QData / DeepChrome

Bioinformatics16: DeepChrome: Deep-learning for predicting gene expression from histone modifications
http://deepchrome.net
Apache License 2.0
62 stars 14 forks source link

Reference genes and their expression ... ? #2

Closed Noired closed 5 years ago

Noired commented 6 years ago

Dear Ritambhara, by reading your paper, I cannot get which criterion did you use to get the 19802 gene-samples constituting your dataset before train-test-val split. There is no reference to any annotation file and the procedure by which you associated those gene with the REMC expression quantifications is even darker to me.

In the other issue reported here you suggested that gene TSSs were retrieved by the table that can be constructed at this address. Could you please be more precise? the table got by setting:

clade: Mammal genome: Human assembly: Feb 2009 (GRCh37/hg19) group: Genes and Gene Predictions track: UCSC Genes (???) table: knownGene region: genome

has 82,960 rows, clearly much more than the genes you investigated.

As far as the gene expression quantifications are concerned, REMC says here that those were built by considering gencode v10 annotation file. The related files can be found here, but you were not clear about which of those files was used. It's unlikely that you used the file "57epigenomes.RPKM.pc.gz" because it contains less genes than those you considered (19795 vs 19802). Moreover, supposing you used the table retrieved as described above to select reference genes and their TSS, how did you translate the ucsc IDs into ensembl IDs in order to consider the right expression line for each gene?

Thank you for the support, I hope you will kindly help me in replicating your experiments.

Cheers, noired

rs3zz commented 6 years ago

Hello noired,

I will be happy to assist you with the data generation.

  1. When generating the table use "track: Ensembl Genes", that will give you the ensembl IDs (column "name2") that can be matched to those obtained in the REMC file.
  2. The table you get using the table browser might still have >19795 entries as there will be multiple entries of the same genes, as well as some other entries that are not of our use. The idea is to filter out all the extra information and use only the genes for which RPKM is reported for REMC data. We did this by matching the ensembl IDs (using join command in bash).
  3. We used the file "57epigenomes.RPKM.pc.gz" and 2-3 genes might have mapped twice during the matching process resulting in 19802 genes.

Please let me know if you have any more questions.

Regards Ritambhara

Noired commented 6 years ago

Thank you Ritambhara for your support. I am now going to try. In the meanwhile, one more question. Which field did you consider for the TSS of the selected genes? Is it the 'txStart' for "sense" strand and 'txStop' for "anti-sense" genes?

Best regards, noired

Noired commented 6 years ago

Dear Ritambhara, I am sorry, but I am still encountering difficulties in retrieving the reference genes.

I downloaded the table according to your suggestion by setting:

clade: Mammal genome: Human assembly: Feb 2009 (GRCh37/hg19) group: Genes and Gene Predictions track: Ensemble Genes table: ensGene region: genome

and the "57epigenomes.RPKM.pc.gz" file from REMC.
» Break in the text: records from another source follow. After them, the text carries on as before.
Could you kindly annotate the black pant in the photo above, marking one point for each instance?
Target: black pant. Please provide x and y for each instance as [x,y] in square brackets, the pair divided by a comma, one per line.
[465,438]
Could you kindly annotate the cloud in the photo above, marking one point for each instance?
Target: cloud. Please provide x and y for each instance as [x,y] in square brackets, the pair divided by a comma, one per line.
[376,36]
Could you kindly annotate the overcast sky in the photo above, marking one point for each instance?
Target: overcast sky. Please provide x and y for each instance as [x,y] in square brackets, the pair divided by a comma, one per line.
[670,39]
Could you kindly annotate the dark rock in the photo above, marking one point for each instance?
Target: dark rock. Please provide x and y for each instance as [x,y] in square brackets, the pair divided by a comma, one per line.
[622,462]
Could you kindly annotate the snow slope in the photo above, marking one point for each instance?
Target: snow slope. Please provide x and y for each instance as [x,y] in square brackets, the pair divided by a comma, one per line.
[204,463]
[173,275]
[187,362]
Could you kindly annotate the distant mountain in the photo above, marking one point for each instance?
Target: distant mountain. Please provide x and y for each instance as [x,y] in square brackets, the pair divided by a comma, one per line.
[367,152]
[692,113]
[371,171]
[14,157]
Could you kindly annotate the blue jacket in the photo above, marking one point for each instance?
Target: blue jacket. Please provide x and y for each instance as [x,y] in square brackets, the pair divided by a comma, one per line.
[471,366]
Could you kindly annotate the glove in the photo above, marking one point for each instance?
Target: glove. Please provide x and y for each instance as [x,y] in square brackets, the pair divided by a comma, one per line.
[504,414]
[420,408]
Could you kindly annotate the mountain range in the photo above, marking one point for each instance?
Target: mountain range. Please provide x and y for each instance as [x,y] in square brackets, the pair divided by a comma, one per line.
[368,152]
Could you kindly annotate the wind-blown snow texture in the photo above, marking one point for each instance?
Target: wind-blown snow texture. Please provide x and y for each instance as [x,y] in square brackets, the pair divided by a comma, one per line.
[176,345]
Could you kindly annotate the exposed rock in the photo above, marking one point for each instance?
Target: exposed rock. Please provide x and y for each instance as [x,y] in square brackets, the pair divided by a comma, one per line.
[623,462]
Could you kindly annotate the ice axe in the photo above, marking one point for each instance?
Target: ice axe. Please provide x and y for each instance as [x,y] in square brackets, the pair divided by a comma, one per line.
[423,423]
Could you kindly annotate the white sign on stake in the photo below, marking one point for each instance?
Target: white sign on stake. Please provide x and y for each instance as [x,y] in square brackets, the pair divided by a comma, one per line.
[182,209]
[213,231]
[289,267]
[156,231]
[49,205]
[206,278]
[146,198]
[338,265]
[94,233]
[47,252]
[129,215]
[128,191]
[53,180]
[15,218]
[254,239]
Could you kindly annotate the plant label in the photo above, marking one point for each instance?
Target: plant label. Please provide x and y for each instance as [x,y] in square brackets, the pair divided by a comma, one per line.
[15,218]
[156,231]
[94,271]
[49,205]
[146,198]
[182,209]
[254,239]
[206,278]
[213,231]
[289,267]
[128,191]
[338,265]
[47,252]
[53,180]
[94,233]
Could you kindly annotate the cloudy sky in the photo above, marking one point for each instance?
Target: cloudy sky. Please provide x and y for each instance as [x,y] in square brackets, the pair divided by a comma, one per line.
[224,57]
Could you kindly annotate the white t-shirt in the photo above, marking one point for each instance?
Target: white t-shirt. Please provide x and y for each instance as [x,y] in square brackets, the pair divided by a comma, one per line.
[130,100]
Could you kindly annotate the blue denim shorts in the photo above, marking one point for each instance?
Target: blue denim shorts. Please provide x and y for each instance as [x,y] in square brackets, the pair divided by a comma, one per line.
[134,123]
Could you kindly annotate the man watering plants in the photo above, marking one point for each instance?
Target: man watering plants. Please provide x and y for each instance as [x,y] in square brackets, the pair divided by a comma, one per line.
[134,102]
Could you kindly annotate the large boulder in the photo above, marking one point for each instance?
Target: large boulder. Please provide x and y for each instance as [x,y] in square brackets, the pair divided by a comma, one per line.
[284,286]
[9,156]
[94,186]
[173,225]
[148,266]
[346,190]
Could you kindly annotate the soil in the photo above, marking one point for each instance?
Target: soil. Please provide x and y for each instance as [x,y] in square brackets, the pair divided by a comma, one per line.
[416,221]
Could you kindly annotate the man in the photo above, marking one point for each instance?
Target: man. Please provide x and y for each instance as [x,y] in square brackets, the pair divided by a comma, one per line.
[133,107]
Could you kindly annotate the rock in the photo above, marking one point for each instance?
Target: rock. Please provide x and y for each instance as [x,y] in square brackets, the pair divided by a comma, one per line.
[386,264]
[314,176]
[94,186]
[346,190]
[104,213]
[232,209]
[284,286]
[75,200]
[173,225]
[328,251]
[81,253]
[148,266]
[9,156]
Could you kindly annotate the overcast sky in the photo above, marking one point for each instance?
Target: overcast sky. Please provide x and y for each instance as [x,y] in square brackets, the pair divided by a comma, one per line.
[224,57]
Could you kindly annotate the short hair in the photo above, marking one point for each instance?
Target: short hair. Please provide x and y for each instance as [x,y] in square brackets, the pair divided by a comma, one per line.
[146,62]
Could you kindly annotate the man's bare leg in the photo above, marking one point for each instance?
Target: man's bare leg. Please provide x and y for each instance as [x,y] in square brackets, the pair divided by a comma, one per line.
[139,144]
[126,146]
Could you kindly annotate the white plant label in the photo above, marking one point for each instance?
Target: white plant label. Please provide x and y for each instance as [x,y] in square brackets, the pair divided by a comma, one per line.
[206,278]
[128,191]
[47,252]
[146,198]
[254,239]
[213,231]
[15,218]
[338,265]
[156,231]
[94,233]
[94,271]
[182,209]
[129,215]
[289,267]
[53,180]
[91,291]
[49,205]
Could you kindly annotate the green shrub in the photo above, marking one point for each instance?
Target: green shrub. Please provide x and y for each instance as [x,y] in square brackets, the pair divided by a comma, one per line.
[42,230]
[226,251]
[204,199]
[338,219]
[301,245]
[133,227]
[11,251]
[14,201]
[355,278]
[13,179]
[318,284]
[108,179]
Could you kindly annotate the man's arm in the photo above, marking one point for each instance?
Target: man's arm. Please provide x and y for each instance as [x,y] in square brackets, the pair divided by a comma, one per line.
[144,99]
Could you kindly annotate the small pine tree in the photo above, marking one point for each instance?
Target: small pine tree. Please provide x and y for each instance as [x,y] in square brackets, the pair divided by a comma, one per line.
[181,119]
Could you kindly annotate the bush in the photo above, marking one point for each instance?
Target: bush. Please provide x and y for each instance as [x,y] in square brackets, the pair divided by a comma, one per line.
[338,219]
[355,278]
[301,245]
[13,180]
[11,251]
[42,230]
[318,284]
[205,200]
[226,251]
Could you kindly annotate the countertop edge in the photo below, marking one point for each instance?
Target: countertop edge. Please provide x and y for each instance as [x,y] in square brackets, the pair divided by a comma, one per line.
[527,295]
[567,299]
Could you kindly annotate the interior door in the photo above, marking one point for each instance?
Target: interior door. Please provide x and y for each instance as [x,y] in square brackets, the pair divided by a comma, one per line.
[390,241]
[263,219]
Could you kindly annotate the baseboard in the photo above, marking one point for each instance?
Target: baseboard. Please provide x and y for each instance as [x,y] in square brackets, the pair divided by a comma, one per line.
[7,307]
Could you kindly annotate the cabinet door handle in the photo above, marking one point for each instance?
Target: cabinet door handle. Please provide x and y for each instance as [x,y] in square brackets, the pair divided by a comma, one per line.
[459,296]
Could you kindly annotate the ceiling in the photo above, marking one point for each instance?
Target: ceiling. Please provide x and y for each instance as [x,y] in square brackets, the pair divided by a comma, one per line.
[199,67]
The problem I am specifically facing is that not all the 19795 genes from REMC are present in the table downloaded from the genome.ucsc website. Indeed by running a short python script, I realized:

Moreover, what does

and 2-3 genes might have mapped twice during the matching process

exactly mean?

As far as I can see from the output of the bash join command, all the genes matches multiple times, because, clearly, each of them has several associated lines in the table downloaded from genome.ucsc, as you also pointed out.

In the following, a picture showing the running of the script I mentioned before.

schermata 2018-01-02 alle 18 43 18

Do you have the list of the gene names (even ensembl) that you finally considered in your experiments?

Still hoping to get your support in retrieving the names of the reference genes and their TSS.

Cheers, noired

rs3zz commented 6 years ago

Hello noired,

Looking back into my notes, we also used the "gene info" file from here.

To make things easier, I am sharing the final gene file we used (with locations TSS+/-5000bp positions). GeneFile.txt

I will add it to the github repo as well. Please let me know if you still have questions.

Regards Ritambhara

Noired commented 6 years ago

Dear Rithambara.

Please, do not add the GeneFile.txt file to the github repo. The locations are not computed as TSS+/-5000bp, as their differences equal 20k, not 10k as expected. As an example, take the first line:

chrX 99884988 99904988 ENSG00000000003_TSPAN6

it is easy to see how the difference stop-start is 20k: 99904988 - 99884988 = 20000.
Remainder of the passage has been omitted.